What are Data Lakehouse and table formats?


Modern table formatsarrow-up-right


The Evolution of Data Architecture: From Warehouse to Lakehouse

Warmup: Before diving into the technical specifics of Iceberg, Delta, or Hudi, we need to understand the architectural pressure cooker that created them. This is the story of how we moved from expensive proprietary boxes to open swamps, and finally, to the modern Data Lakehouse.


Data Warehouse

The Data Warehouse (which is often built on top of an OLAP database) serves as the centralized repository for an organization's historical data. It is designed to ingest large volumes of information from operational systems, logs, and application databases to create a "single source of truth" for business intelligence.

Architectural Philosophy: The "Walled Garden"

Unlike the Data Lake, the traditional Data Warehouse is defined by tight coupling. It is a monolithic system where the vendor controls every layer of the stack.

  • Proprietary Storage: Data is stored in the vendor’s own optimized file and table formats. You cannot simply open these files with an external tool; they are effectively a "black box."

  • Exclusive Compute: Because the storage format is proprietary, the data can only be accessed using the warehouse's own compute engine.

  • Managed Optimization: The upside of this closed system is that the warehouse manages the data layout for you, handling indexing and optimization automatically to ensure high performance.

spinner

Technical components of a "traditional" Data Warehouse

Evolution: From On-Prem to the Cloud

1. The On-Premises Era (Pre-2015)

Early data warehouses were physical appliances where storage and compute were strictly bound together on the same nodes.

  • The Scaling Problem: If your storage needs grew, you had to buy more hardware, which inevitably meant paying for more compute power—even if you didn't need it.
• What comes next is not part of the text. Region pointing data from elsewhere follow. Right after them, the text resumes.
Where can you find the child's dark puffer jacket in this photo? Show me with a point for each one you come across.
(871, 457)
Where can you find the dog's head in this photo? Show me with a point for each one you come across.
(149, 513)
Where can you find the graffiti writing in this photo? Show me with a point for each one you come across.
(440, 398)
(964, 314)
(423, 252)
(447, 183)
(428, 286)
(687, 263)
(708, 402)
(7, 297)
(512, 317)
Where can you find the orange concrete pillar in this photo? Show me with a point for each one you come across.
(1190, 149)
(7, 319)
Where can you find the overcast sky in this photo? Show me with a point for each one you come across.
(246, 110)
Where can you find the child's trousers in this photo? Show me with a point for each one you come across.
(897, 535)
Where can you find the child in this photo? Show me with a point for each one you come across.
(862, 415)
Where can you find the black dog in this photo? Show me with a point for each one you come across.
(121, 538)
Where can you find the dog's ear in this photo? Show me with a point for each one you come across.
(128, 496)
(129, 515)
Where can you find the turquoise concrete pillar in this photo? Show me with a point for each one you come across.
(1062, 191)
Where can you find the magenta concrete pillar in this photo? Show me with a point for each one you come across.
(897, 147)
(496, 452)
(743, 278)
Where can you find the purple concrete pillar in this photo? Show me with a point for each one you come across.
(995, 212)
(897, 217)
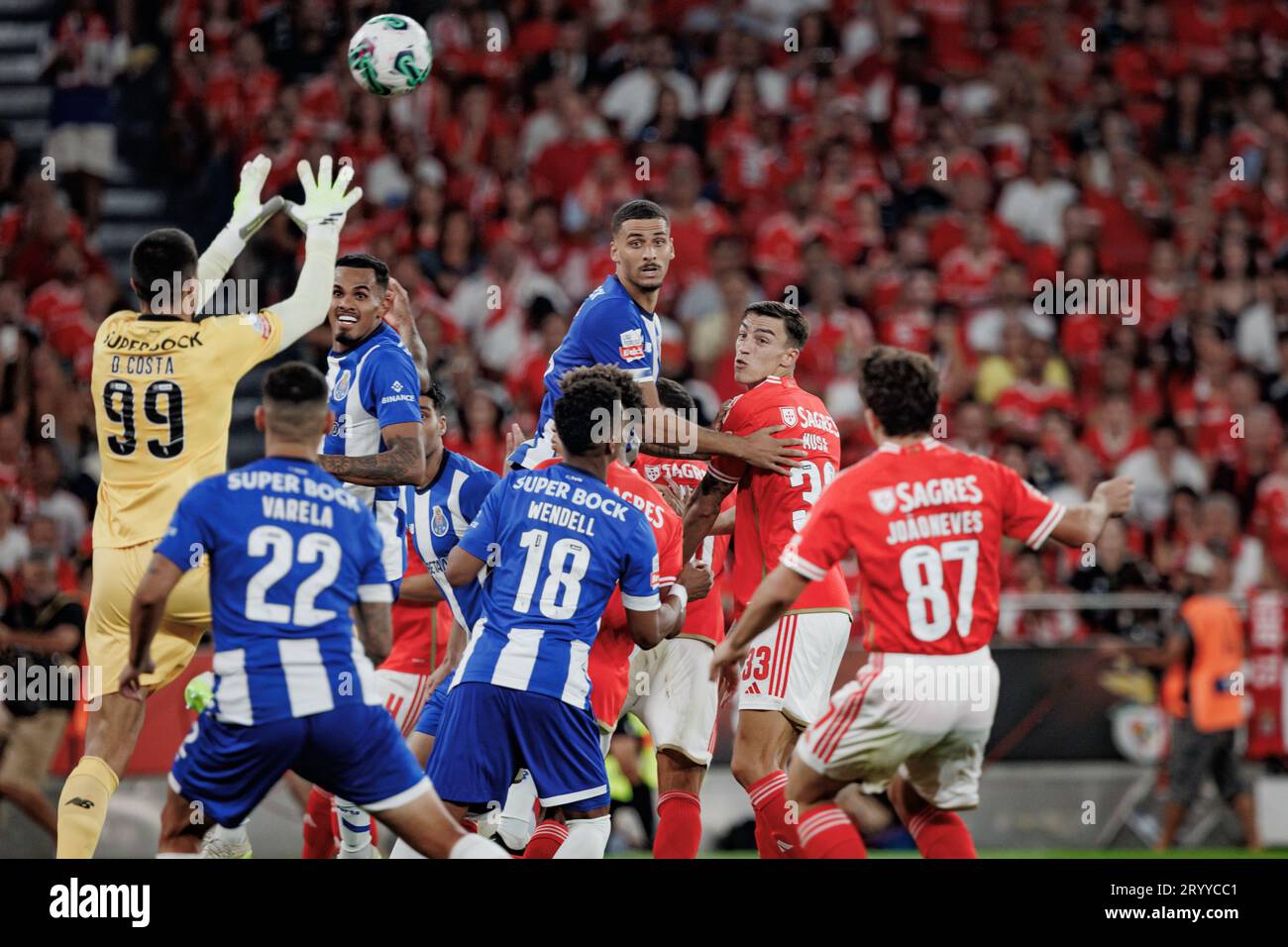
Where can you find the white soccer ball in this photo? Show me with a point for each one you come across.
(390, 54)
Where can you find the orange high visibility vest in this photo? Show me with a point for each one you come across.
(1202, 690)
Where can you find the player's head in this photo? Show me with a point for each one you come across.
(769, 342)
(360, 299)
(295, 410)
(642, 245)
(597, 407)
(900, 390)
(433, 421)
(163, 272)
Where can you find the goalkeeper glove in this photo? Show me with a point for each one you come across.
(325, 200)
(249, 214)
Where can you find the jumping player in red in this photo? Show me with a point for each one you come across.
(681, 702)
(926, 523)
(794, 664)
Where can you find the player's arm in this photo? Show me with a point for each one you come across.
(146, 613)
(774, 595)
(703, 510)
(375, 628)
(759, 449)
(402, 460)
(321, 217)
(1085, 522)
This lack of independent scaling made these systems rigid and expensive.

2. The Cloud Era (Post-2015)

The rise of cloud-native computing introduced a major shift. Modern cloud data warehouses finally allowed for the separation of resources, meaning users could scale storage and compute independently. You could now store petabytes of data cheaply and spin up compute clusters only when queries needed to run. However, despite this infrastructure flexibility, the data remained locked inside the vendor's proprietary formats.

The ML Gap

A major limitation highlighted in modern workflows is the warehouse's inability to support Advanced Analytics and Machine Learning (ML).

  • Structured Only: Warehouses struggle with unstructured data (images, text, JSON) which are critical for modern ML models.

  • The Export Problem: Since the warehouse engine isn't built for ML training, engineers are forced to export data out to other platforms. This creates data duplication and fragile pipelines, leading to "data drift" and model decay when the exported data falls out of sync with the source.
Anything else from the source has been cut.